No, it’s absolutely not enough to think that writing some blog posts and merging a PR within 20min of creating it, is all the community engagement needed to introduce SponsorLink to a library utilized by thousands of people and projects. In German we have the two terms “Bringschuld” and “Holschuld” denoting that it’s debt that the creditor is obligated to deliver, respectively that the the debt needs to be collected by the creditor. Community involvement isn’t a “Holschuld”, but a “Bringschuld”, you as the maintainer have to reach out to (formerly) active contributors and start a discussion with them. Don’t just expect them to show up, because you’ve written a blog post on a completely separate platform and have linked it in some release notes.

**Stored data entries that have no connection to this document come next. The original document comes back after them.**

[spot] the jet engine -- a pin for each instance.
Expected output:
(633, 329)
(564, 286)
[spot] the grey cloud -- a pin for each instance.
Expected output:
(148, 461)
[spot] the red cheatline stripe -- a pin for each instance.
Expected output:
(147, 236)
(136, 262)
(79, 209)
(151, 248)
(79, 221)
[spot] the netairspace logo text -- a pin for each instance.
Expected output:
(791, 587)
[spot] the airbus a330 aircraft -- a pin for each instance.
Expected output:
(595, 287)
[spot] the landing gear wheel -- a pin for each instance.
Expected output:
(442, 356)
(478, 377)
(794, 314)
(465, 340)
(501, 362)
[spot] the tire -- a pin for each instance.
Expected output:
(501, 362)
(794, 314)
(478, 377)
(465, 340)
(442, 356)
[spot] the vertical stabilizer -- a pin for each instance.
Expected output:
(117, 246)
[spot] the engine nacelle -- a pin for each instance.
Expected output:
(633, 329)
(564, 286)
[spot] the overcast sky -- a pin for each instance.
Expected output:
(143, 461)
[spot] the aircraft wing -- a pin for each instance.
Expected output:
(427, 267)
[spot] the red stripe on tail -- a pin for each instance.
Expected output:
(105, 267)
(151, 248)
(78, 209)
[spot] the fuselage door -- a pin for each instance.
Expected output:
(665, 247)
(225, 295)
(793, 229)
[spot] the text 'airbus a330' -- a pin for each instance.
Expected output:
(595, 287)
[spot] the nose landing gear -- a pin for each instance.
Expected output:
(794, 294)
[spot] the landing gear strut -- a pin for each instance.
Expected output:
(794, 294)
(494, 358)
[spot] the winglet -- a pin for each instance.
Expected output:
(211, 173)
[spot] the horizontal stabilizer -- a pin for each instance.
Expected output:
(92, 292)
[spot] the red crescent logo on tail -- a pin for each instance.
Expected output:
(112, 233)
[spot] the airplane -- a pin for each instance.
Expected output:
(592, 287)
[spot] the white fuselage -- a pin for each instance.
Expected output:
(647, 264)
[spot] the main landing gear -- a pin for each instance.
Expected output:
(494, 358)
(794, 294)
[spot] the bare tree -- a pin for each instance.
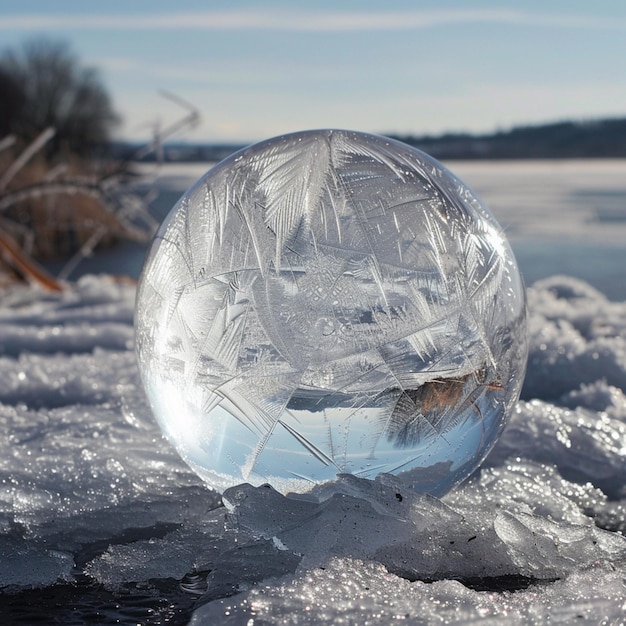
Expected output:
(55, 91)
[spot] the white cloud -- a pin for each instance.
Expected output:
(303, 21)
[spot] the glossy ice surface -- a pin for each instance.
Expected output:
(331, 302)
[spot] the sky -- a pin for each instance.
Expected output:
(256, 69)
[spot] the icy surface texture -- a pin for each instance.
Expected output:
(102, 522)
(331, 302)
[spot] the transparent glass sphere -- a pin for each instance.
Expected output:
(331, 302)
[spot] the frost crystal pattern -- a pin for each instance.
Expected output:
(331, 302)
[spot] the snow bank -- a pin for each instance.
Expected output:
(94, 505)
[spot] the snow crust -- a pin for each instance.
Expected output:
(93, 498)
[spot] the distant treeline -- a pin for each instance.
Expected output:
(561, 140)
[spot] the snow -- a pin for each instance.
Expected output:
(97, 511)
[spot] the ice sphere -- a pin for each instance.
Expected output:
(331, 302)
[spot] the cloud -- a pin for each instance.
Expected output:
(303, 21)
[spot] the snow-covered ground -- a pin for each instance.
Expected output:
(101, 522)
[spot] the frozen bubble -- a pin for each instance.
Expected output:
(331, 302)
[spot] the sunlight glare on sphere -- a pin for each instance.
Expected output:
(331, 302)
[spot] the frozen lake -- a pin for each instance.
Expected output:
(102, 522)
(562, 217)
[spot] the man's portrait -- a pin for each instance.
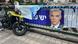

The number one issue of SponsorLink is really not the method used. Yes, it’s a glaring oversight that sending around hashed email addresses is a privacy nightmare to unfold, but that’s just the icing on the cake. The issue is the one of trust and trust was, again, not broken because of the hashing method used, but because there was no discourse. There was no proper communication and informing of the users, and finally, there was no opt-out. All this doesn’t mean, that all that was needed was a better communication, no that means that proper communication would have yielded a massive pushback, which would’ve never supported the introduction of SponsorLink.
Many of the other underlying points in the response, I believe to have covered in the areas above already.
Funding of software development is a tough spot and I haven’t even mentioned venture capital investments, but I’m convinced, if you put in the work either in building a community or in doing administrative work, you can successfully finance your open source work. You’ll unlikely get rich and working for any software company will likely yield a (much) high income, but maybe there’s a balance to be had?
I personally write open source software, because it’s fun to share work in the open and with SFML I’ve seen many young people and students get into C++ and game dev with the help of SFML and its community, which wouldn’t otherwise be possible with a commercial project. It fills me with joy being able to help someone and knowing that SFML might have just been their introduction to a whole new world of software development.
As for Moq, on our project we’ve replaced with with NSubstitute by now and noticed that NSubstitute makes some code more readable, but I don’t think that’s the only way forward. The trust towards kzu certainly remains broken, so it’s up to every maintainer to decide, whether the risk of sticking with Moq is worth it for them.
I wish kzu all the best on his quest for funding FOSS projects, and hope he can one day recognize his mistakes and provide a proper, well overdue apology to the user base of his projects.